Editorial: Auditor concerns need full airing
Published 9:42 am Thursday, June 11, 2015
Whatever’s ultimately decided about who conducts audits of county governments in Minnesota, the debate should focus on what’s best for taxpayers and transparency.
On one side, State Auditor Rebecca Otto, easily re-elected last fall to her third four-year term, is defending the mission and scope of her office in the face of new legislation that allows more counties to hire private accounting firms to do audits now undertaken by her staff.
On the other are those like Rep. Sarah Anderson, a Plymouth Republican, who told us the disagreement “is more about protecting turf.”
The measure was included in a wide-ranging state government funding bill that passed in the final hours of this year’s regular legislative session and was signed by Gov. Mark Dayton.
It was the middle of the night, Otto said, when “people don’t make good decisions.” She wants Minnesotans to understand what’s at risk with privatization: Efforts to diminish the work of her office put us “at a crossroads as a state in terms of whether we’re going to continue our good government legacy,” she told the editorial board.
The state auditor argues that counties — unlike other government entities — uniquely serve as arms of the state as its dollars flow for human services, corrections, transportation and other programs counties run.
The work of the state auditor’s staff provides a needed double-check on those taxpayer dollars, Otto told us. “That’s the role of this office, so people can trust their government.”
There’s concern, too, about dates in the measure. It makes privatization effective Aug. 1, 2016, but also includes a provision, Otto said, under which her agency loses its audit authority effective July 1, 2015. With work under way and deadlines looming, “It’s going to create chaos,” she said.
But Rep. Anderson, chair of the State Government Finance Committee, argues that it’s “still up for debate whether that’s truly the case.”

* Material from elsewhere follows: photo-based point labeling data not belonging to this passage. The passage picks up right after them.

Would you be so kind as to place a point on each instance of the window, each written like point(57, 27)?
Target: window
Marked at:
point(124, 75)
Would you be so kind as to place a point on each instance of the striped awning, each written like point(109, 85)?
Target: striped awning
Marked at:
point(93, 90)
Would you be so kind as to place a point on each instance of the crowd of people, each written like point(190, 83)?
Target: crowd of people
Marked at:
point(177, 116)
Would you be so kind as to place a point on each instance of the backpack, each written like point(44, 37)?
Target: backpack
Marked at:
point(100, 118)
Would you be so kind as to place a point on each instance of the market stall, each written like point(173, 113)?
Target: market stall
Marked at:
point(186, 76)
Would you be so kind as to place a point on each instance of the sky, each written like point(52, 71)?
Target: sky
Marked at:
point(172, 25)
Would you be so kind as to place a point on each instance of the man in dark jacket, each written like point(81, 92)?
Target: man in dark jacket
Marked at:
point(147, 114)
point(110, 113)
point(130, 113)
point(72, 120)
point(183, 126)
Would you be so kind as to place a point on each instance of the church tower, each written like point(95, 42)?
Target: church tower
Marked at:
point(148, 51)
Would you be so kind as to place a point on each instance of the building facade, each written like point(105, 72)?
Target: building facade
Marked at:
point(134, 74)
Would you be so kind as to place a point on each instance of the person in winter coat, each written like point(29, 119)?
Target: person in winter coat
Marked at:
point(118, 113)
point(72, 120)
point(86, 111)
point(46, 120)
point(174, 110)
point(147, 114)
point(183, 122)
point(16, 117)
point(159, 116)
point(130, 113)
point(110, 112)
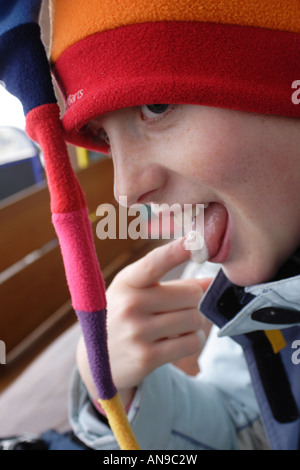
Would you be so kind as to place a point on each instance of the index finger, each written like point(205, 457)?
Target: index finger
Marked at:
point(148, 270)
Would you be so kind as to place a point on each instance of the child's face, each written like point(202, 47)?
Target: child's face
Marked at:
point(249, 164)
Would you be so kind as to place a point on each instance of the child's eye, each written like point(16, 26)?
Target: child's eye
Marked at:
point(154, 111)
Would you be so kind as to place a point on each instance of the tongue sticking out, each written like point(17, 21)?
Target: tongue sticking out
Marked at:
point(215, 224)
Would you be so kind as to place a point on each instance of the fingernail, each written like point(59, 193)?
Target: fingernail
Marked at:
point(202, 337)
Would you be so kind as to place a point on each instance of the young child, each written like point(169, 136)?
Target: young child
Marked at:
point(196, 103)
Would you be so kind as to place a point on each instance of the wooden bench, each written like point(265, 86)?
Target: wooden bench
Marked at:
point(35, 302)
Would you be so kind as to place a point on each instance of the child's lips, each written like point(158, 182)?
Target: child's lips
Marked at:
point(216, 232)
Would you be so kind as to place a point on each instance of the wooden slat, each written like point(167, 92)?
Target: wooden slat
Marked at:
point(26, 223)
point(25, 226)
point(36, 293)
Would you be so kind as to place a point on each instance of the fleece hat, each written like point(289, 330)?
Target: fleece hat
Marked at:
point(106, 55)
point(235, 54)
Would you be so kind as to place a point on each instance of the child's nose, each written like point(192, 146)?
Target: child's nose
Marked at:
point(140, 183)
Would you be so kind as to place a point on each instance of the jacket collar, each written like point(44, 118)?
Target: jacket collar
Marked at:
point(270, 306)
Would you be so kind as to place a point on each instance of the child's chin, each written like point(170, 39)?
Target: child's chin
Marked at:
point(245, 276)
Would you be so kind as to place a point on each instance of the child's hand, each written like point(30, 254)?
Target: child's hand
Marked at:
point(150, 323)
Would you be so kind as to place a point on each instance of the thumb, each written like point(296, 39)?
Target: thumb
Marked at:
point(205, 282)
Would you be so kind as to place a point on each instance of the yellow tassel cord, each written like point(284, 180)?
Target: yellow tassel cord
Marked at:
point(119, 424)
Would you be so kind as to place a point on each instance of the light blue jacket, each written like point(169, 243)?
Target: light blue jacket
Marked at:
point(215, 410)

But even if it were, she said, the matter would amount to “a simple fix,” “a technical correction” that could be accomplished in the coming special session.
Audits for 28 of the state’s 87 counties already are handled by private auditing firms. Former State Auditor Pat Anderson, whom Otto defeated in 2006 and again in 2010, explained that after cuts during the Pawlenty administration there no longer was a large enough staff to audit all of the counties.

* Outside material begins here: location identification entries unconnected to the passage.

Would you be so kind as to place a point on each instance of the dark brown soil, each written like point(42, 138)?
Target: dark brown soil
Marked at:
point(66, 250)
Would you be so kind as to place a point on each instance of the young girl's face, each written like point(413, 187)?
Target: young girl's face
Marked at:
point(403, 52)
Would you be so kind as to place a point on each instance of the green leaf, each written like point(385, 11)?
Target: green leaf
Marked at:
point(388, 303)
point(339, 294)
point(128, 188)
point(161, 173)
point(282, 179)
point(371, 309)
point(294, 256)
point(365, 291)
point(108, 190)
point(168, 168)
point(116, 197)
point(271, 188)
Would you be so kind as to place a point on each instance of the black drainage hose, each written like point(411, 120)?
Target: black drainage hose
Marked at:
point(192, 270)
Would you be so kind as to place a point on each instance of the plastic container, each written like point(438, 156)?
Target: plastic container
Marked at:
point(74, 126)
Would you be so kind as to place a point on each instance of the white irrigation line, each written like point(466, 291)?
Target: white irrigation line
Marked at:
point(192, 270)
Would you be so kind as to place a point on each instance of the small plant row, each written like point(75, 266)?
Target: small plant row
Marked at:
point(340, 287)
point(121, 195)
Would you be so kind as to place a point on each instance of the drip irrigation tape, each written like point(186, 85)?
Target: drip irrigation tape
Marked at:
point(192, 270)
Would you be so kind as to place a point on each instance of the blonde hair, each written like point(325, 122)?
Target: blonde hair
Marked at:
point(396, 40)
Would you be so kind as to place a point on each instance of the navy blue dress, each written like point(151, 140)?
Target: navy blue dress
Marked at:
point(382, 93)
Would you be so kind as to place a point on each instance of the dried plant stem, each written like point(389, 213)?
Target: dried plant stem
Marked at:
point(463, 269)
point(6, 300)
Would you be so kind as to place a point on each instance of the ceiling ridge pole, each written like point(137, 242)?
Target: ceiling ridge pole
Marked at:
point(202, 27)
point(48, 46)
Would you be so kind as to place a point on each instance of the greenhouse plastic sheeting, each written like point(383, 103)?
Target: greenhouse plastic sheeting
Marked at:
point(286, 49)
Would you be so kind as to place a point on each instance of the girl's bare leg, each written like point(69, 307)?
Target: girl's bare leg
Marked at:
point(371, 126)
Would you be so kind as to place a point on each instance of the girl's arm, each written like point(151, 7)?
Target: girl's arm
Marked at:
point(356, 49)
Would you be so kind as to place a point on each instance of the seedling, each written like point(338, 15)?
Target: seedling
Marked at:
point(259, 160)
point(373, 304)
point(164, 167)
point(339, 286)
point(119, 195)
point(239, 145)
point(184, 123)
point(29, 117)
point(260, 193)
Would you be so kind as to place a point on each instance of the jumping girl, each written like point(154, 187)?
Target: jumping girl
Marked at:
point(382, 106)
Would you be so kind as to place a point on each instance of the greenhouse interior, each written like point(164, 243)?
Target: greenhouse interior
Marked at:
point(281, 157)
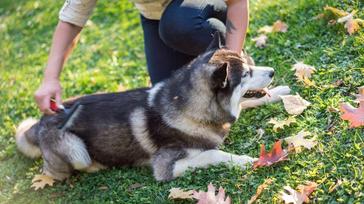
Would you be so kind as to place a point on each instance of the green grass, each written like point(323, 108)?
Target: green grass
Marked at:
point(110, 54)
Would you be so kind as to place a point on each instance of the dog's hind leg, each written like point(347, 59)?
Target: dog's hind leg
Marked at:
point(171, 163)
point(74, 149)
point(203, 159)
point(62, 152)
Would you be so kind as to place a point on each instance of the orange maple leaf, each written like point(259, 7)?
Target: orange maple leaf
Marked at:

The policy allows Swift County in west central Minnesota to pay half the rate of surrounding counties, Rep. Sarah Anderson told us.

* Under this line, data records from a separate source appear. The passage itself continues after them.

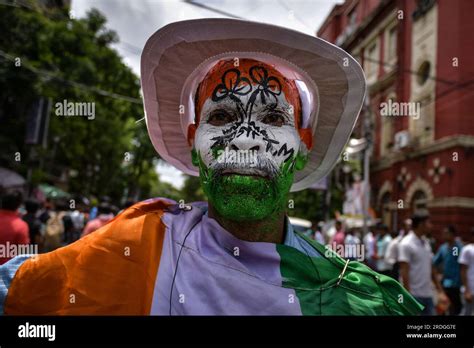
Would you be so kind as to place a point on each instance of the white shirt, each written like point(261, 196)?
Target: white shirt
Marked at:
point(382, 247)
point(391, 254)
point(417, 253)
point(467, 258)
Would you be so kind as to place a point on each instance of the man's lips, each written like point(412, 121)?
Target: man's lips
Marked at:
point(246, 172)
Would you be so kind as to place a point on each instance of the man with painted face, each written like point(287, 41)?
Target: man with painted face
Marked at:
point(256, 111)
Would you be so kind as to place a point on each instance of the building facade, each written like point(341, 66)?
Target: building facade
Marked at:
point(418, 57)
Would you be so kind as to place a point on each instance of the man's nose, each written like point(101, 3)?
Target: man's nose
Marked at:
point(247, 143)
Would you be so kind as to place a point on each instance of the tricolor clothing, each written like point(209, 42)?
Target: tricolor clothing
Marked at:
point(159, 258)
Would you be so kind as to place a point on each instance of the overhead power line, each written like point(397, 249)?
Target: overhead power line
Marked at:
point(56, 76)
point(212, 9)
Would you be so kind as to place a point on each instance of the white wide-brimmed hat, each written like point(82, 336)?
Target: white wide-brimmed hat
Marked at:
point(178, 56)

“That’s a pretty compelling argument for taxpayers,” the lawmaker said. “Any time the counties can save money, that helps to offset the property tax burden.”
At the same time, Rep. Sarah Anderson told us, “we think it’s OK for Hennepin County — the largest county in our state money-wise and population-wise” — to also seek its audits in the private market.
Further, explains Julie Ring, executive director of the Association of Minnesota Counties, the authority to engage in a private audit is something other local units of government, including towns, school boards and all but the largest cities, already have. (The auditor’s office, Otto said, has the authority to audit all cities and school districts, and would do so if it was deemed in the public’s interest.)
In addition to the ability to compare costs, timeliness and communication are issues for the counties. Timelines in the state auditor’s office are a factor in “audit reports coming back too late to be of use in the next budget cycle,” Ring said.
She notes that the auditor’s office has put in place worksheets and other tools to “help counties be ready move forward as quickly as possible,” but even with those improvements, counties “still feel turn-around time from the state auditor’s office is often problematic.”
Ramsey County Board Chairman Jim McDonough cited good service from the state auditor’s office and a relationship that works well. He told us flexibility for counties is important but that he “doesn’t see us making a move.”
Others among the association’s member counties agree. They like working with the state auditor’s office and are happy with its service, Ring said.
Regardless of any moves, she points out, the state auditor’s oversight remains key.
The office “still does a desk review of every private audit,” and can ask for more information as needed, Ring said. “We think that’s an important piece of the oversight, and an appropriate and important role for that office.”
Some have suggested political motivations for the move, including Otto’s opposition to granting some mining leases in northern Minnesota.
Former Gov. Arne Carlson, also a former state auditor, goes further in a blog post Tuesday suggesting that “this episode represents a most dangerous threat to our state’s Constitution in that it constitutes an effort to intimidate an elected official.”
What’s transpired “doesn’t hurt me politically,” Otto told us. “I’ll still be here. It’s just that I’m not going to be running an extraordinarily important function for the people, and that’s wrong.”
When they gather for the special session, lawmakers should make clarity on the office’s audit authority an agenda priority. Beyond that, Otto’s concerns deserve full, light-of-day consideration by lawmakers and citizens. Lawmaking under cloak of night is for people with something to hide.